Mr. Sponge's Sporting Tour By Robert Smith Surtees Characters: 11897

Updated: 2017-11-30 00:04


Tramptinton Hill, whose summit they had just reached as the hounds broke cover, commanded an extensive view over the adjoining vale, and, as Mr. Sponge sat shading his eyes with his hands from a bright wintry sun, he thought he saw them come to a check, and afterwards bend to the left.

'I really think,' said he, addressing his still perspiring companion, 'that if you were to make for that road on the left' (pointing one out as seen between the low hedge-rows in the distance), 'we might catch them up yet.'

'Left (puff), left (wheeze)?' replied Mr. Jogglebury Crowdey, staring about with anything but the quickness that marked his movements when he dived into Hackberry Dean.

'Don't you see,' asked Sponge tartly, 'there's a road by the corn-stacks yonder?' Pointing them out.
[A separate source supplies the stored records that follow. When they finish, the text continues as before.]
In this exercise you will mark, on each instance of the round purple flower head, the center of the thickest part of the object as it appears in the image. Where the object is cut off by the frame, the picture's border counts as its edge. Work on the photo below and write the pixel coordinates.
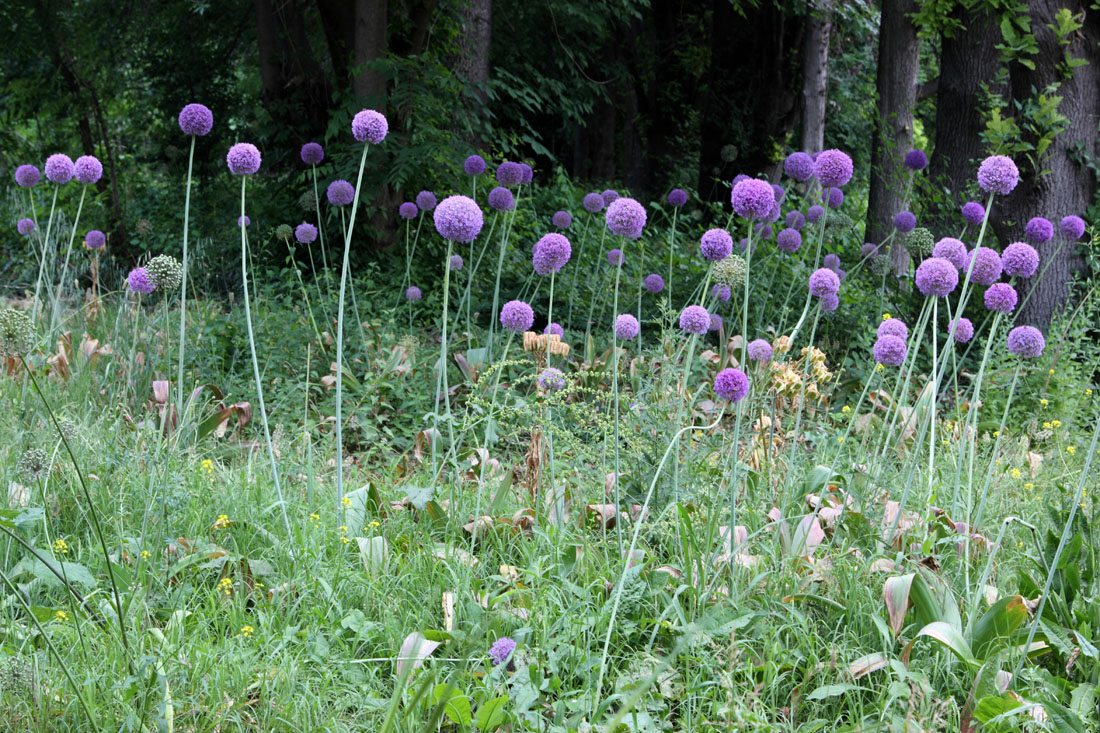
(474, 165)
(59, 168)
(311, 153)
(426, 200)
(889, 350)
(550, 253)
(243, 159)
(824, 282)
(459, 219)
(936, 277)
(799, 166)
(716, 244)
(732, 384)
(833, 167)
(370, 127)
(196, 119)
(626, 217)
(1026, 341)
(952, 250)
(28, 176)
(974, 214)
(752, 198)
(593, 203)
(305, 232)
(501, 199)
(140, 282)
(626, 327)
(1073, 227)
(517, 316)
(1020, 260)
(985, 265)
(759, 349)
'I see,' replied Jogglebury, blowing freely into his shirt-frill. 'I see,' repeated he, staring that way; 'but I think (puff) that's a mere (wheeze) occupation road, leading to (gasp) nowhere.'

'Never mind, let's try!' exclaimed Mr. Sponge, giving the rein a jerk, to get the horse into motion again; adding, 'it's no use sitting here, you know, like a couple of fools, when the hounds are running.'

'Couple of (puff)!' growled Jog, not liking the appellation, and wishing to be home with the long holly. 'I don't see anything (wheeze) foolish in the (puff) business.'

'There they are!' exclaimed Mr. Sponge, who had kept his eye on the spot he last viewed them, and now saw the horsemen titt-up-ing across a grass field in the easy way that distance makes very uneasy riding look. 'Cut along!' exclaimed he, laying into the horse's hind-quarters with his hunting-whip.

'Don't! the horse is (puff) tired,' retorted Jog angrily, holding the horse, instead of letting him go to Sponge's salute.
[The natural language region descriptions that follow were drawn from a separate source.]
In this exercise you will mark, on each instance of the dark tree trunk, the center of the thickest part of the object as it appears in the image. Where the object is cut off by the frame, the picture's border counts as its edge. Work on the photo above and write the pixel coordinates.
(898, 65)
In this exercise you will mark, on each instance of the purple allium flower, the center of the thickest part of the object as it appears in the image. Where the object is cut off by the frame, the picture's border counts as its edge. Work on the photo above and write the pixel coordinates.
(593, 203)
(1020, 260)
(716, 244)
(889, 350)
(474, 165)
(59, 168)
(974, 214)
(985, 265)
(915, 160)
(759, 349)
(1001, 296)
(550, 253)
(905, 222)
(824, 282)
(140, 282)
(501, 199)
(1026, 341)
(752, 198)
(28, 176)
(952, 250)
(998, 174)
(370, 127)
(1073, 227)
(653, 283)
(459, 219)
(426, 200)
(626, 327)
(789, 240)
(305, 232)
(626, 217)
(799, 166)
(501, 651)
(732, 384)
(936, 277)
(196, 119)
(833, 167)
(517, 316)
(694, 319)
'Not a bit on't!' exclaimed Sponge; 'fresh as paint! Spring him a bit, that's a good fellow!' added he.

Jog didn't fancy being dictated to in this way, and just crawled along at his own pace, some six miles an hour, his dull phlegmatic face contrasting with the eager excitement of Mr. Sponge's countenance. If it had not been that Jog wanted to see that Leather did not play any tricks with his horse, he would not have gone a yard to please Mr. Sponge. Jog might, however, have been easy on that score, for Leather had just buckled the curb-rein of the horse's bridle round a tree in the plantations where they found, and the animal, being used to this sort of work, had fallen-to quite contentedly upon the grass within reach.

Bilkington Pike now appeared in view, and Jog drew in as he spied it. He knew the damage: sixpence for carriages, and he doubted that Sponge would pay it.

'It's no use going any (wheeze) farther,' observed he, drawing up into a walk, as he eyed the red-brick gable end of the toll-house, and the formidable white gate across the road.

Tom Coppers had heard the hounds, and, knowing the hurry sportsmen are often in, had taken the precaution to lock the gate.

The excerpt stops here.